Jay Runkel (13:38): Okay. So before we go there, let's even kind of talk about what sizing is and what sizing means. So typically when we talk about sizing in MongoDB, we're really talking about how big of a cluster do we need to solve a customer's problem? Essentially, how much hardware do we need to devote to MongoDB so that the application will perform well? And the challenge around that is that often it's not obvious. If you're building an application, you're going to know roughly how much data and roughly how the users are going to interact with the application. And somebody wants to know how many servers do you need and how much RAM do they have on them? How many cores? How big should the disks be? So it's a non-obvious, it's a pretty big gap from what you know, to what the answers you need. So what I hope I can do today is kind of walk you through how you get there.

Michael Lynn (14:32): Awesome. Please do.

Jay Runkel (14:33): Okay. So let's talk about that. So there's a couple things that we want to get to, like we said. First of all, we want to figure out, is it a sharded cluster? Not like you already kind of defined what sharding is, essentially. It's a way of partitioning the data so that you can distribute the data across a set of servers, so that you can have more servers either managing the data or processing queries. So that's one thing. We want to figure out how many partitions, how many shards of the data we need. And then we also need to figure out what do the specifications of those servers look like? How much RAM should they have? How much CPU? How much disk? That type of thing.

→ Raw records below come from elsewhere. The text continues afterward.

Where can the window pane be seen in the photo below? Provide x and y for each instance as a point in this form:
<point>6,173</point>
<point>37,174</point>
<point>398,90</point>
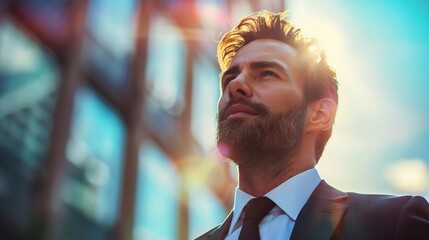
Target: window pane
<point>165,67</point>
<point>157,204</point>
<point>204,108</point>
<point>112,43</point>
<point>28,85</point>
<point>95,153</point>
<point>28,88</point>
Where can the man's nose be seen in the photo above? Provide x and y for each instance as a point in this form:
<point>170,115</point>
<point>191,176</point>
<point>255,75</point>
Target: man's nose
<point>239,87</point>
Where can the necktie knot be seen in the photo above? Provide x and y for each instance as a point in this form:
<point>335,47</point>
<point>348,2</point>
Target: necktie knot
<point>255,211</point>
<point>257,208</point>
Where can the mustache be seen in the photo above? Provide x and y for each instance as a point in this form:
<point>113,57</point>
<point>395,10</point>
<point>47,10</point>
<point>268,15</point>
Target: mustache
<point>260,108</point>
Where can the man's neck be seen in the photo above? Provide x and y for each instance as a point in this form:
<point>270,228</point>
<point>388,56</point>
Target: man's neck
<point>259,181</point>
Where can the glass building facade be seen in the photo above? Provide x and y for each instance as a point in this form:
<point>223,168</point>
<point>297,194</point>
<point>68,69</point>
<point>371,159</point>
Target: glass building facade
<point>108,117</point>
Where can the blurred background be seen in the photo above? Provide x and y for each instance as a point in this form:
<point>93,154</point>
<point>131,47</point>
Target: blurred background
<point>108,107</point>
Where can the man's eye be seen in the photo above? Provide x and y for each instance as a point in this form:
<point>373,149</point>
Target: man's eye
<point>268,74</point>
<point>227,80</point>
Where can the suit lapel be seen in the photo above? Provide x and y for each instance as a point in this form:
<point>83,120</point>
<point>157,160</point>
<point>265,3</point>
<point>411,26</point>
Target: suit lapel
<point>221,232</point>
<point>321,214</point>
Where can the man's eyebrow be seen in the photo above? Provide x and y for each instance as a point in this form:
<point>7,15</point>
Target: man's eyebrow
<point>269,64</point>
<point>231,70</point>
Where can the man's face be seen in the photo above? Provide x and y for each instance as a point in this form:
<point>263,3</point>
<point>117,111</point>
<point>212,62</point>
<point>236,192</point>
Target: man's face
<point>262,109</point>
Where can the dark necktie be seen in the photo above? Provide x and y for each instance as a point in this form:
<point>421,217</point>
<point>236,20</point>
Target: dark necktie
<point>255,211</point>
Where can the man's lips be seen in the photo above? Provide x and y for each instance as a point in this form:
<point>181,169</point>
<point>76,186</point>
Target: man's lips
<point>240,110</point>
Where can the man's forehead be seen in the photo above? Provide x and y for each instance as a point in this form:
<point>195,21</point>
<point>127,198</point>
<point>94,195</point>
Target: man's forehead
<point>263,50</point>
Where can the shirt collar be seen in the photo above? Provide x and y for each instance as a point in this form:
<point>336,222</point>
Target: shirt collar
<point>290,196</point>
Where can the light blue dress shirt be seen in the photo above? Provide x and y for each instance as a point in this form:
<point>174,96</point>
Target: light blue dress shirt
<point>289,197</point>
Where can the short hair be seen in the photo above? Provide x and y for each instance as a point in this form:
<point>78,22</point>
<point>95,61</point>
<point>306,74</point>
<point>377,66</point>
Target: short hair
<point>320,79</point>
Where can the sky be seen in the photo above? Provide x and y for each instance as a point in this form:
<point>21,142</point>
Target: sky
<point>378,48</point>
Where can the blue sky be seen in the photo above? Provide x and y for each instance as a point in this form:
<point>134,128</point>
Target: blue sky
<point>379,49</point>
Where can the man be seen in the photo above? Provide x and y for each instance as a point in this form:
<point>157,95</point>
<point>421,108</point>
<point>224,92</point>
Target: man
<point>276,111</point>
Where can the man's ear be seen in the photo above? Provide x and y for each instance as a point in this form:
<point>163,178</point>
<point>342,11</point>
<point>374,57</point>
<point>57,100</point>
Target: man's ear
<point>321,115</point>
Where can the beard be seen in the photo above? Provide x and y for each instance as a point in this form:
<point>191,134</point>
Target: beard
<point>266,138</point>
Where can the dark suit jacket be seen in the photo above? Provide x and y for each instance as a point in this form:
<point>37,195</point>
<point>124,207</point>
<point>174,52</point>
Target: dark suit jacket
<point>332,214</point>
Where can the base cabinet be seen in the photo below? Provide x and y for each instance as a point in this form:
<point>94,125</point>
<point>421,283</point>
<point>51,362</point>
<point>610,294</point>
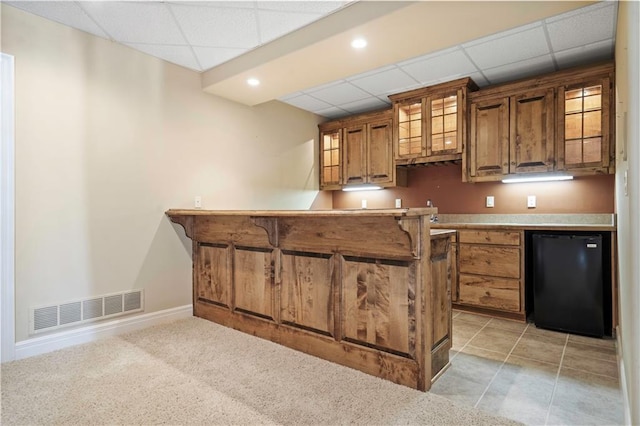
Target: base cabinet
<point>491,271</point>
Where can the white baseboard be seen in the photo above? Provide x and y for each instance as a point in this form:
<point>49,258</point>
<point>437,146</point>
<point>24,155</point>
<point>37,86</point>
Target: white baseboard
<point>43,344</point>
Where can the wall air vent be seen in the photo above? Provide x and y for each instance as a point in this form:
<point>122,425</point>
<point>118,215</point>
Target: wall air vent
<point>47,318</point>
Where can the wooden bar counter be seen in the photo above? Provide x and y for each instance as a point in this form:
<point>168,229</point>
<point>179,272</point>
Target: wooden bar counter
<point>368,289</point>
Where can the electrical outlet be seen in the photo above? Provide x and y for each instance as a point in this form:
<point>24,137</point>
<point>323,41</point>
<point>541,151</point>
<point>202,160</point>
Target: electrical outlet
<point>531,201</point>
<point>490,201</point>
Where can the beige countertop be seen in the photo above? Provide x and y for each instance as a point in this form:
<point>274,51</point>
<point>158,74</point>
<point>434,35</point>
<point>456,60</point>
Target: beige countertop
<point>589,222</point>
<point>422,211</point>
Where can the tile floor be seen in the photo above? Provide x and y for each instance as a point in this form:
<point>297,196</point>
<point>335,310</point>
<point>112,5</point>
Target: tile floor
<point>535,376</point>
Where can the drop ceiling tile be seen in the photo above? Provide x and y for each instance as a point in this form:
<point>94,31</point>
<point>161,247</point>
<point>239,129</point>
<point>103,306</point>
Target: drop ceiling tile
<point>364,105</point>
<point>307,6</point>
<point>209,57</point>
<point>338,94</point>
<point>217,26</point>
<point>274,24</point>
<point>449,66</point>
<point>582,28</point>
<point>479,79</point>
<point>180,55</point>
<point>522,69</point>
<point>427,56</point>
<point>512,48</point>
<point>600,51</point>
<point>308,103</point>
<point>502,34</point>
<point>66,13</point>
<point>384,82</point>
<point>332,112</point>
<point>129,22</point>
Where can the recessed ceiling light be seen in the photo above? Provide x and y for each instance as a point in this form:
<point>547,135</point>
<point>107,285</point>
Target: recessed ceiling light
<point>358,43</point>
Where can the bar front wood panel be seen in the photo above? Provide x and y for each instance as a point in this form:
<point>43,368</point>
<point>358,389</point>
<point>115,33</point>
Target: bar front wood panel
<point>376,299</point>
<point>307,290</point>
<point>369,290</point>
<point>212,271</point>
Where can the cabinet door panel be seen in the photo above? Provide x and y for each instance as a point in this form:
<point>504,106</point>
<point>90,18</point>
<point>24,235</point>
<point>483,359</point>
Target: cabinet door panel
<point>584,127</point>
<point>379,304</point>
<point>489,144</point>
<point>380,152</point>
<point>488,292</point>
<point>490,260</point>
<point>354,152</point>
<point>213,273</point>
<point>307,290</point>
<point>254,281</point>
<point>532,132</point>
<point>490,237</point>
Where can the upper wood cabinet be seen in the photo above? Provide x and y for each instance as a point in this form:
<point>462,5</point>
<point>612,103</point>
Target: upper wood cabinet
<point>364,153</point>
<point>511,135</point>
<point>430,123</point>
<point>557,122</point>
<point>330,157</point>
<point>585,143</point>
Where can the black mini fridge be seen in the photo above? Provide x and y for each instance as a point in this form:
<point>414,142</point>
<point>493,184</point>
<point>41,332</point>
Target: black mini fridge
<point>568,283</point>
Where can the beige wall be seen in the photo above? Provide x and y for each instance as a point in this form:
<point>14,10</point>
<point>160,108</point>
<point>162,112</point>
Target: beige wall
<point>628,204</point>
<point>108,139</point>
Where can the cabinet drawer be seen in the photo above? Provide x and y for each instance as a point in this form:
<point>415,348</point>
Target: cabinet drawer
<point>487,292</point>
<point>489,260</point>
<point>490,237</point>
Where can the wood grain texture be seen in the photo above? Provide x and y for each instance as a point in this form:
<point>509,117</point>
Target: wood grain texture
<point>507,238</point>
<point>490,292</point>
<point>307,290</point>
<point>213,273</point>
<point>376,303</point>
<point>490,260</point>
<point>532,139</point>
<point>254,280</point>
<point>351,236</point>
<point>354,289</point>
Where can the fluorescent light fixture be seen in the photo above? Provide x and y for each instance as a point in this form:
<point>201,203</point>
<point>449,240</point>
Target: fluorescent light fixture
<point>525,179</point>
<point>359,43</point>
<point>362,188</point>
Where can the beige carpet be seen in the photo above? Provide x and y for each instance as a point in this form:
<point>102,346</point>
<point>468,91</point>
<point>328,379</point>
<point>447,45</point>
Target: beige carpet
<point>196,372</point>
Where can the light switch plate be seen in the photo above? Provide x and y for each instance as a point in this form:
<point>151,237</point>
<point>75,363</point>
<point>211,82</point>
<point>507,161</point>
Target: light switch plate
<point>490,201</point>
<point>531,201</point>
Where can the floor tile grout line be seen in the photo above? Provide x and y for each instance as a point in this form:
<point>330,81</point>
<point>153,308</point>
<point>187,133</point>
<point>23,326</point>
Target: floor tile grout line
<point>501,365</point>
<point>470,339</point>
<point>555,384</point>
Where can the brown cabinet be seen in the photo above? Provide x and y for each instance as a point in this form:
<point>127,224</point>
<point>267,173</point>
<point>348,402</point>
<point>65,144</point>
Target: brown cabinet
<point>490,271</point>
<point>430,123</point>
<point>358,150</point>
<point>585,143</point>
<point>511,135</point>
<point>330,156</point>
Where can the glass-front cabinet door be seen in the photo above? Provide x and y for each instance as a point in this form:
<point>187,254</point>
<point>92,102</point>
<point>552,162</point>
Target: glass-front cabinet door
<point>410,143</point>
<point>445,124</point>
<point>584,126</point>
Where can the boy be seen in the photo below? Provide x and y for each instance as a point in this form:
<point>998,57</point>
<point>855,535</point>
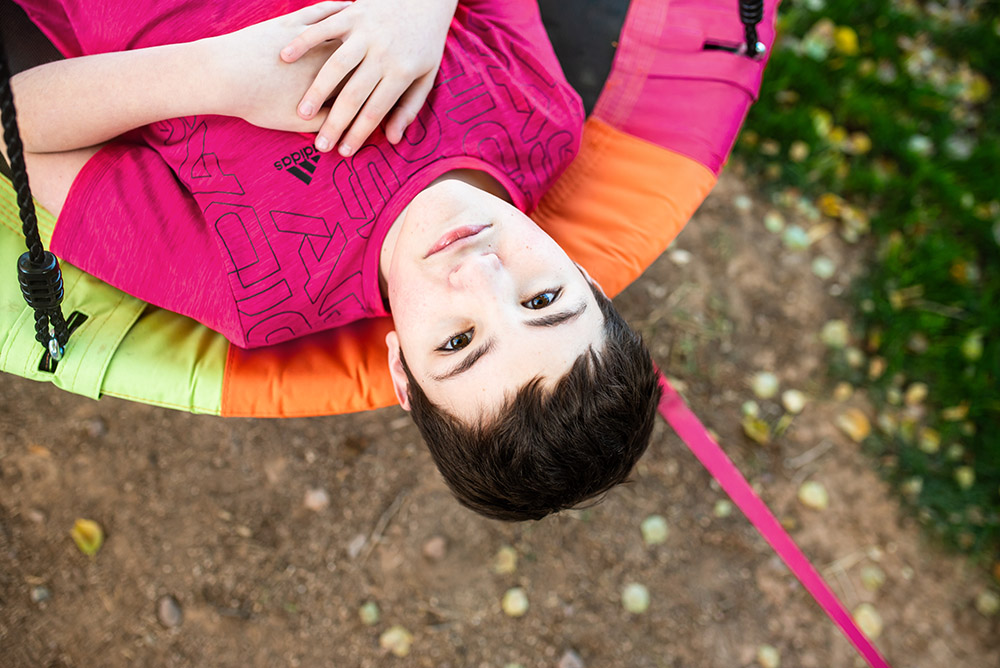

Jay Runkel (15:12): So the easiest way I find to deal with this is to break this process up into two steps. The first step is just figure out the total amount of RAM we need, the total number of cores, essentially, the total amount of disk space, that type of thing. Once we have the totals, we can then figure out how many servers we need to deliver on those totals. So for example, if we do some math, which I'll explain in a little bit, and we figure out that we need 500 gigabytes of RAM, then we can figure out that we need five shards if all of our servers have a hundred gigabytes of RAM. That's pretty much kind of the steps we're going to go through. Just figure out how much RAM, how much disk, how much IO. And then figure out how many servers we need to deliver on those totals.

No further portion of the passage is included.